Unlocking Scalability with Git Submodules
Git Submodules provide a simple and direct method to include one Git repository inside another.
Unlike npm packages, which import the final build artifact, submodules allow consumers to pull the actual source code, at the exact version they choose.
Here’s why this matters:
- Atomic changes across repos: A change in the shared repo can be linked to a specific consumer update.
- No version mismatches: Teams opt into updates by pointing at a specific commit.
- CI acceleration: Since source code is embedded, you avoid redundant fetch+build steps.
- Infra simplicity: No need for custom registries or internal package hosts.
In practice, teams at companies like Shopify and Bloomberg have used Git Submodules to manage shared code bases that demand exact reproducibility.
Architectural Blueprint: A Playbook for Using Git Submodules
To implement Git Submodules effectively, teams should follow clear conventions:
- Use submodules only for stable, shared libraries , not for volatile code.
- Require version bumping via commit hashes rather than pointing to main/trunk.
- Automate submodule updates via scripts or bots, but make them opt-in.
- Pin submodule commits in CI to ensure reproducibility.
- Document developer workflows , many devs find submodule UX confusing.
Example Setup
Imagine you have:
- A base component library:
shared-ui - A frontend app:
app-frontend
# Inside app-frontend repo
$ git submodule add https://github.com/my-org/shared-ui.git libs/shared-ui
# Later, update submodule
$ cd libs/shared-ui && git pull origin main
$ cd ../..
$ git add libs/shared-ui
$ git commit -m "Update shared-ui submodule to latest main"
You can also lock to tags or release branches to maintain stability.
High-level Architecture Diagram (described)
- Multiple frontend apps (A, B, C)
- Each contains a
libs/folder pointing to shared component libraries via submodules - Updates to shared libs are pull-based and manually reviewed
- CI workflows pin submodule commits for deterministic builds
This approach is especially powerful in mono-cloud setups where small teams own distinct repos but need strong code-sharing discipline.
Conclusion: Submodules, Not Silver Bullets
Git Submodules are not the shiny new thing.
They have rough edges.

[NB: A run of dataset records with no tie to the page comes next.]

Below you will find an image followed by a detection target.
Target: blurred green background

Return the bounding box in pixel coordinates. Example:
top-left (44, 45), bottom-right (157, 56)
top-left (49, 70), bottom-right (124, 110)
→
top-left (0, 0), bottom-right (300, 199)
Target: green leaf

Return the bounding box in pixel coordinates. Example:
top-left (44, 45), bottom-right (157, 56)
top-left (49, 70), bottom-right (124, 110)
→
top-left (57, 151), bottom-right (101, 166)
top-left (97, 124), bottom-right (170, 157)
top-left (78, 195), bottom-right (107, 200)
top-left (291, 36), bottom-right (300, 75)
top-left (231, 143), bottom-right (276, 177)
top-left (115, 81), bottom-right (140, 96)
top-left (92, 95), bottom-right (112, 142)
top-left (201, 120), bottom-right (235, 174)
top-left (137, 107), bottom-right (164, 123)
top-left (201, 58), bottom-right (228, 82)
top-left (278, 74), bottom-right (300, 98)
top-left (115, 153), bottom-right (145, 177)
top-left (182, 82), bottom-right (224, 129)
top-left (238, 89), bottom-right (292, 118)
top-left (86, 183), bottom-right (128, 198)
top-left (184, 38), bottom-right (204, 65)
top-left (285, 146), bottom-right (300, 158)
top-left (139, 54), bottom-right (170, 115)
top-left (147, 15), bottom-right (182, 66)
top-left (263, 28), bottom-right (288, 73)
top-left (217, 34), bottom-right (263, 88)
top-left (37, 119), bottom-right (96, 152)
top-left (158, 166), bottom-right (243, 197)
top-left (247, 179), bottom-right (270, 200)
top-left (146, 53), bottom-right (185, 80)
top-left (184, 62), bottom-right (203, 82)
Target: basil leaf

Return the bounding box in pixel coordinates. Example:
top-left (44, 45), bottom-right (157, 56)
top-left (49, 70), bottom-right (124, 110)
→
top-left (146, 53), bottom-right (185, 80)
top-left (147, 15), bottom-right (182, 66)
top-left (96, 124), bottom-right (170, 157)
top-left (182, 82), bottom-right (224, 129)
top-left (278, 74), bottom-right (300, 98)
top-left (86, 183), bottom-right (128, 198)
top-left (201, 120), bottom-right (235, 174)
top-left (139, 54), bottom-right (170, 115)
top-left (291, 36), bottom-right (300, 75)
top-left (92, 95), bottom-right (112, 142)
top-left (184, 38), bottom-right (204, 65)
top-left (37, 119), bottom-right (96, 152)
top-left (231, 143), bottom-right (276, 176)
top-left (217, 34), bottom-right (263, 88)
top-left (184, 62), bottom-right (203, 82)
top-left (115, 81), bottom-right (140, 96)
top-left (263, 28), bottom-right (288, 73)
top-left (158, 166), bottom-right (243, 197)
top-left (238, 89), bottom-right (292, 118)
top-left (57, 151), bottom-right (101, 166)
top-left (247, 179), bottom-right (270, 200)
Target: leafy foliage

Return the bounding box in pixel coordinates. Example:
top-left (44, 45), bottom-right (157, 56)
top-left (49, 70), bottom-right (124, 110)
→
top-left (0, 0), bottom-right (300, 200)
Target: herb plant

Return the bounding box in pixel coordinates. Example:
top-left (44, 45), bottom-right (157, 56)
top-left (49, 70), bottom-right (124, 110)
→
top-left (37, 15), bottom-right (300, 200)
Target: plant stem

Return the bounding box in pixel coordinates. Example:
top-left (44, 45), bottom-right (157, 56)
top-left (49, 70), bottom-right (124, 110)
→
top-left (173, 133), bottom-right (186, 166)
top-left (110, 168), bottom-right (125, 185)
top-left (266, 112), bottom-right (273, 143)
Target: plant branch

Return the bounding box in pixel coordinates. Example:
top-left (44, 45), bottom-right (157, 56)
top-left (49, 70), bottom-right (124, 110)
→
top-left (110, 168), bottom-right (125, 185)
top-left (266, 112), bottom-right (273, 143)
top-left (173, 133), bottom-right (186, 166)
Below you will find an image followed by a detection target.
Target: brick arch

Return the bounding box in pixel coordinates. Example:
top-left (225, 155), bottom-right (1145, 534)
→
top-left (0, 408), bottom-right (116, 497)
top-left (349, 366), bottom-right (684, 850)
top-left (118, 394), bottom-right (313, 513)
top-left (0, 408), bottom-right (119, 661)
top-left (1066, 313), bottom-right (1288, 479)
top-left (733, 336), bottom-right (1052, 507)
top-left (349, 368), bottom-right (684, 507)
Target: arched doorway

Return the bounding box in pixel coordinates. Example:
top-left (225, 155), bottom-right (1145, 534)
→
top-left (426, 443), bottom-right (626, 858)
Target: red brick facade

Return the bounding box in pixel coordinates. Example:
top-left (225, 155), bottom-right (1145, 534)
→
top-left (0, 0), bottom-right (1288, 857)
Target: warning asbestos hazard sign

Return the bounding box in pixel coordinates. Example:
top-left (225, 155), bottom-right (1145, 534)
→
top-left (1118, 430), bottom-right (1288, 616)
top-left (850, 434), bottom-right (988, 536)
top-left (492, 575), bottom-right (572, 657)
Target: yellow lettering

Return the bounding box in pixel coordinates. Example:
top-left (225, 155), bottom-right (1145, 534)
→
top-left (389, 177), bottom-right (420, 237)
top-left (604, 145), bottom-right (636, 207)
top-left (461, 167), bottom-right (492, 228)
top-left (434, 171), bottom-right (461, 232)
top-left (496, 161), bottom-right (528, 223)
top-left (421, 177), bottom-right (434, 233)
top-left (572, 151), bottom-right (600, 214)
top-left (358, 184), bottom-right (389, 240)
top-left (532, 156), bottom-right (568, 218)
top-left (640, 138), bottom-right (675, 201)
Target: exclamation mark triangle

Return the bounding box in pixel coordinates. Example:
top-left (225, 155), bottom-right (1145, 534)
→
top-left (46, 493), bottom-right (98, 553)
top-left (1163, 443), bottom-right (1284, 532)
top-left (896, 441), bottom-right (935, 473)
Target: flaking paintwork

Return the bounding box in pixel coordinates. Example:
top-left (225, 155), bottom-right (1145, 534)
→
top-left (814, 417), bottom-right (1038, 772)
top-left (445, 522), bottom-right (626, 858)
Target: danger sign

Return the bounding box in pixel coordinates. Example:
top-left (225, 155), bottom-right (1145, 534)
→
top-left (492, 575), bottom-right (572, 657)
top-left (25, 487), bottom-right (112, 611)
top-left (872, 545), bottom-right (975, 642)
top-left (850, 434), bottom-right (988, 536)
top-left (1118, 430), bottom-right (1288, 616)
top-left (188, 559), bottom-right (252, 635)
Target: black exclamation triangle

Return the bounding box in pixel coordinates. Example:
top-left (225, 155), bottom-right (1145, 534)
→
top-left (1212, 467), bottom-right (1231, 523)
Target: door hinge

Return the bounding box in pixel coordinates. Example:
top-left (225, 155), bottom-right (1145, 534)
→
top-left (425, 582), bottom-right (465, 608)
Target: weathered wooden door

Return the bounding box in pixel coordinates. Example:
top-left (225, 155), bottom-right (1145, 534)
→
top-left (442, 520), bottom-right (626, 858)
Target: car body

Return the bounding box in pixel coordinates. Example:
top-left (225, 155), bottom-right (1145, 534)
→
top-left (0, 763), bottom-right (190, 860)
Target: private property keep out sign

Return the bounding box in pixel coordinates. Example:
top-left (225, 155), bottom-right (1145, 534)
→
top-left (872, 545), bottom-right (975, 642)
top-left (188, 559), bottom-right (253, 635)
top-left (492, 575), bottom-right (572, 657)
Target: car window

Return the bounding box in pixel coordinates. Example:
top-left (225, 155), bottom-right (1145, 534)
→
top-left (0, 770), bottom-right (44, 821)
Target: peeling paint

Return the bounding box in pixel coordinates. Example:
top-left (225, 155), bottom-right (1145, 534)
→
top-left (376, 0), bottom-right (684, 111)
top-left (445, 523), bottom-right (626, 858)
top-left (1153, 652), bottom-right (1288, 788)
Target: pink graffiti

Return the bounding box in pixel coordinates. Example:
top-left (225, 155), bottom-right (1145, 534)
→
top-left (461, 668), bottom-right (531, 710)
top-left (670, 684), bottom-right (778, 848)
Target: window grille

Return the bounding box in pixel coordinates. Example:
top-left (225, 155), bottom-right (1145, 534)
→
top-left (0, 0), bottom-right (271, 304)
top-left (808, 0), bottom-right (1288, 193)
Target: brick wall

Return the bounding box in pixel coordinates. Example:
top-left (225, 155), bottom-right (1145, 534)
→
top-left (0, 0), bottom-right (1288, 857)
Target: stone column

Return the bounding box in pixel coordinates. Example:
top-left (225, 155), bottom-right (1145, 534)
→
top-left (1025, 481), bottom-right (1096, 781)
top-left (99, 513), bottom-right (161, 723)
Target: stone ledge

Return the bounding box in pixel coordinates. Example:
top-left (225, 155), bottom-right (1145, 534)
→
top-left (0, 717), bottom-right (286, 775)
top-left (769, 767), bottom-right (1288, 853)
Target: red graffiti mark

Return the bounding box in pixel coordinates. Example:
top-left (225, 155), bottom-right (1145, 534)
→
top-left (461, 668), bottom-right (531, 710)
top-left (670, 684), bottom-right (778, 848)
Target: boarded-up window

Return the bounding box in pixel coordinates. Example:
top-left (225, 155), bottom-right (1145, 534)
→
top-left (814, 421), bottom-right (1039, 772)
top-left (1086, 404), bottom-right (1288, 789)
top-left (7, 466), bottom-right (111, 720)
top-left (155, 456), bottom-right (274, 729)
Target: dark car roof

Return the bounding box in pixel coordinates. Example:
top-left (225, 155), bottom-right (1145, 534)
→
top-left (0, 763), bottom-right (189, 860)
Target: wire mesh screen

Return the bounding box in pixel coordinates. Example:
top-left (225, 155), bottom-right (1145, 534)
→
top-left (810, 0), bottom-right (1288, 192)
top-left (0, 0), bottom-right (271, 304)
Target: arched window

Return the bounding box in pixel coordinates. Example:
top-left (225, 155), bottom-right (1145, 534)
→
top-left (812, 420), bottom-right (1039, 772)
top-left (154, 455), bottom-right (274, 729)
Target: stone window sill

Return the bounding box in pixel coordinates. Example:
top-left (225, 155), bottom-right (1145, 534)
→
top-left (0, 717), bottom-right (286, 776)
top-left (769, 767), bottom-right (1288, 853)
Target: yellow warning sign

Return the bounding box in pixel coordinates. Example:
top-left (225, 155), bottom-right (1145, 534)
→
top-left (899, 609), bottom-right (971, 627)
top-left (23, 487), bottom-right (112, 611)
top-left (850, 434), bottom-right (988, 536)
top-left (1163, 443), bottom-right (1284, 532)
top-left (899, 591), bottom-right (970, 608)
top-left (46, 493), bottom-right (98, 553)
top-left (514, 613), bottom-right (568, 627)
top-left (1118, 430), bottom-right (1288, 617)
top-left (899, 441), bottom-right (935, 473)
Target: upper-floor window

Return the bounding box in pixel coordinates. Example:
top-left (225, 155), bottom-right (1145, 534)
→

The UX is not beginner-friendly. Merge conflicts can get messy.
But in the right context , shared libraries with low churn and high consumption , they reduce complexity, increase traceability, and streamline developer operations.
Instead of pushing shared code into a monorepo or struggling with npm versioning games, submodules offer a middle path.
Reflect on this:
- What tools are you using to manage shared code today?
- Are the trade-offs worth the cost in time and flexibility?
- Could submodules offer a low-friction alternative in some parts of your system?